唐雨菲順著秦刺的指點也看到了那道側門,喜道:「那是側墓室,咱們進去看看。不過你得小心點,墓室裡面設機關是很平常的事情,古人的智慧可是不容忽視的。你跟著我。」
秦刺點點頭,唐雨菲便小心的指引著秦刺前進,並時刻檢視著四周,好在直到進入側墓室,依舊平安無險,倆人才放下心來。
側墓室和主墓一樣,也是空落落的,甚至連個陪葬的棺材都沒有。只有中央砌著一個方向的池子,池中立著一個巨大的黑色根雕,形狀有些怪異,秦刺也看不出來像什麼。
「這裡原先應該是有陪葬的物品的,或許那些日軍進來的時候,給洗劫一空了。」唐雨菲細查著地面的痕跡,嘆了一口氣說道。
「你看那裡。」
秦刺忽然手一抬,指著根雕的上面,唐雨菲凝目一看,驚訝道:「那是靈芝麼?」
秦刺肯定的點點頭,他識得許多藥材,對於靈芝這種與人參齊平的藥材自然不會陌生。
。
「是靈芝,而且還是一株烏芝。長在這根雕上還真不容易被人現。也不知道那些日軍來洗劫的時候,為何沒有移走。」秦刺打量了幾眼,便湊了過去。

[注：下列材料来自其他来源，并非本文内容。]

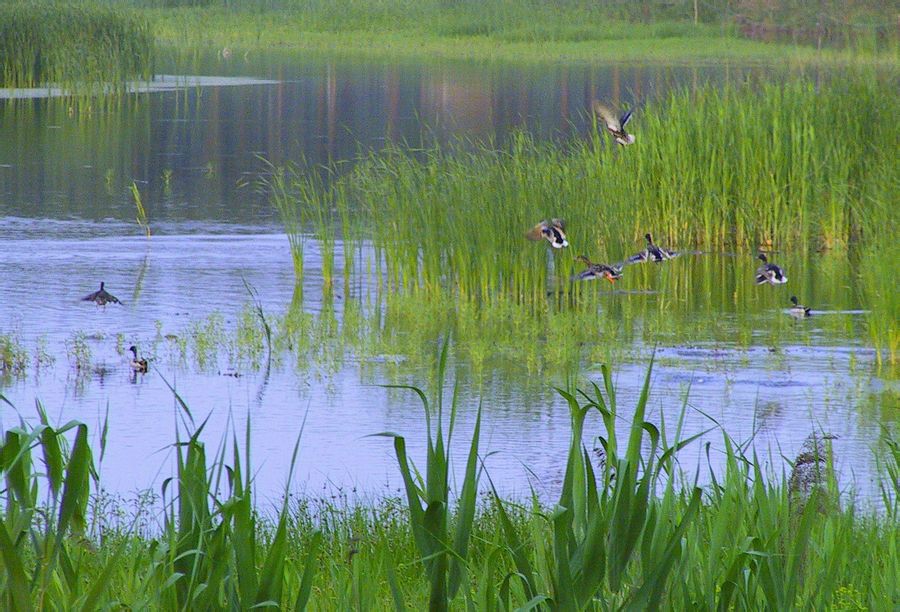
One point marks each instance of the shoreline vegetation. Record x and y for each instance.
(497, 31)
(799, 166)
(631, 528)
(67, 43)
(86, 47)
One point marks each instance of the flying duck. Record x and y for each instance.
(615, 125)
(101, 297)
(652, 253)
(552, 231)
(769, 273)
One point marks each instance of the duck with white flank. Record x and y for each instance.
(615, 124)
(799, 310)
(769, 273)
(595, 270)
(652, 253)
(553, 231)
(101, 297)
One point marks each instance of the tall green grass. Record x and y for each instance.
(865, 26)
(72, 44)
(801, 166)
(630, 529)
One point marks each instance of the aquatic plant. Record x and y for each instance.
(517, 30)
(13, 355)
(630, 528)
(797, 165)
(80, 46)
(141, 217)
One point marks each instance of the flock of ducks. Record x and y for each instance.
(553, 230)
(102, 297)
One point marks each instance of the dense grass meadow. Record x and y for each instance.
(72, 44)
(800, 167)
(519, 31)
(107, 41)
(631, 529)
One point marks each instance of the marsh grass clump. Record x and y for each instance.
(73, 45)
(13, 355)
(631, 528)
(797, 163)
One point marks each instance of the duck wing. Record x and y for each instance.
(537, 232)
(636, 258)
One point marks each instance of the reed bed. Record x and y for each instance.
(866, 27)
(629, 529)
(801, 167)
(72, 45)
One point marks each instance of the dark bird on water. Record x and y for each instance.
(553, 231)
(138, 365)
(652, 253)
(101, 297)
(596, 270)
(615, 124)
(769, 273)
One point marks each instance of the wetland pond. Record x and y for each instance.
(727, 352)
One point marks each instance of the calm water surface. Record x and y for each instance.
(66, 222)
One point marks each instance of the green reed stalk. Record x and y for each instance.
(794, 165)
(443, 550)
(83, 47)
(632, 533)
(141, 217)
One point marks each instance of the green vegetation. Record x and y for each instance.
(629, 530)
(71, 44)
(530, 30)
(800, 166)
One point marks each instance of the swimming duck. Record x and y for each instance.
(138, 365)
(552, 231)
(102, 297)
(798, 309)
(594, 271)
(652, 253)
(769, 273)
(615, 125)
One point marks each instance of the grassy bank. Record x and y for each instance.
(71, 44)
(798, 167)
(501, 30)
(630, 529)
(539, 42)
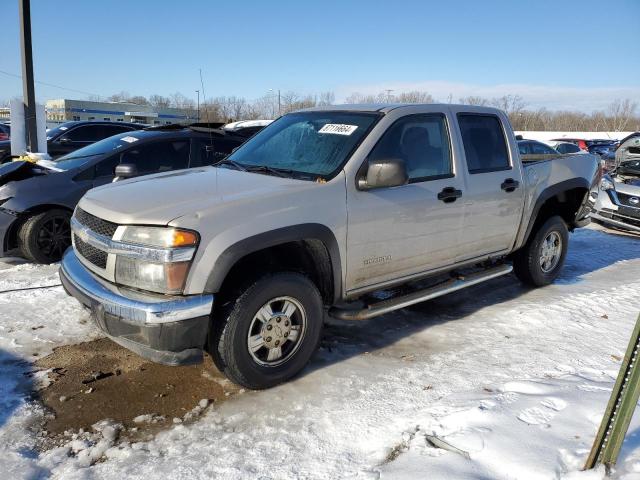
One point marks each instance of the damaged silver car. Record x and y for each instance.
(617, 201)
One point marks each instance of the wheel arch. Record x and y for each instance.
(564, 199)
(311, 247)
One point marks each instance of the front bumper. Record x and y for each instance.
(609, 210)
(167, 330)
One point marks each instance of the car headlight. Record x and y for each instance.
(159, 259)
(606, 184)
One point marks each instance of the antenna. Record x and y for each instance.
(204, 102)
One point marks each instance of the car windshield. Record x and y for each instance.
(57, 131)
(83, 155)
(306, 144)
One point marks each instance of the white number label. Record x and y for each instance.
(338, 129)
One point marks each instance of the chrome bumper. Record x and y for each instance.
(169, 330)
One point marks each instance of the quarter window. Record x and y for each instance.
(422, 141)
(484, 144)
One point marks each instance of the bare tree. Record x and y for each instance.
(178, 100)
(474, 100)
(621, 114)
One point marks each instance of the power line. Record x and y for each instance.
(9, 74)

唐雨菲也隨他走了過去,細看那根雕,卻驚訝的說:「這好像是陰沉木,竟然用陰沉木做根雕,真是稀奇。」
秦刺聽聞唐雨菲解釋了陰沉木的形成以後,點點頭說:「靈芝常依腐木而生,這根雕泡在池中早已腐爛,怕是正因為這樣才滋生出這株靈芝吧。」
就在秦刺與唐雨菲說話的時候,那毫不起眼的烏芝忽然散出一團烏芒,一個巴掌大小,奇怪的東西鑽了出來。
「這是?」唐雨菲瞠目結舌的張大了嘴。
秦刺也是驚訝萬分,眼前這怪東西,其實不能稱之為一個,應該說兩個才對。一個袖珍的小孩兒騎著一匹袖珍的馬。那小孩兒渾身*,頭生芝冠,而小馬體表無毛,載著小孩兒。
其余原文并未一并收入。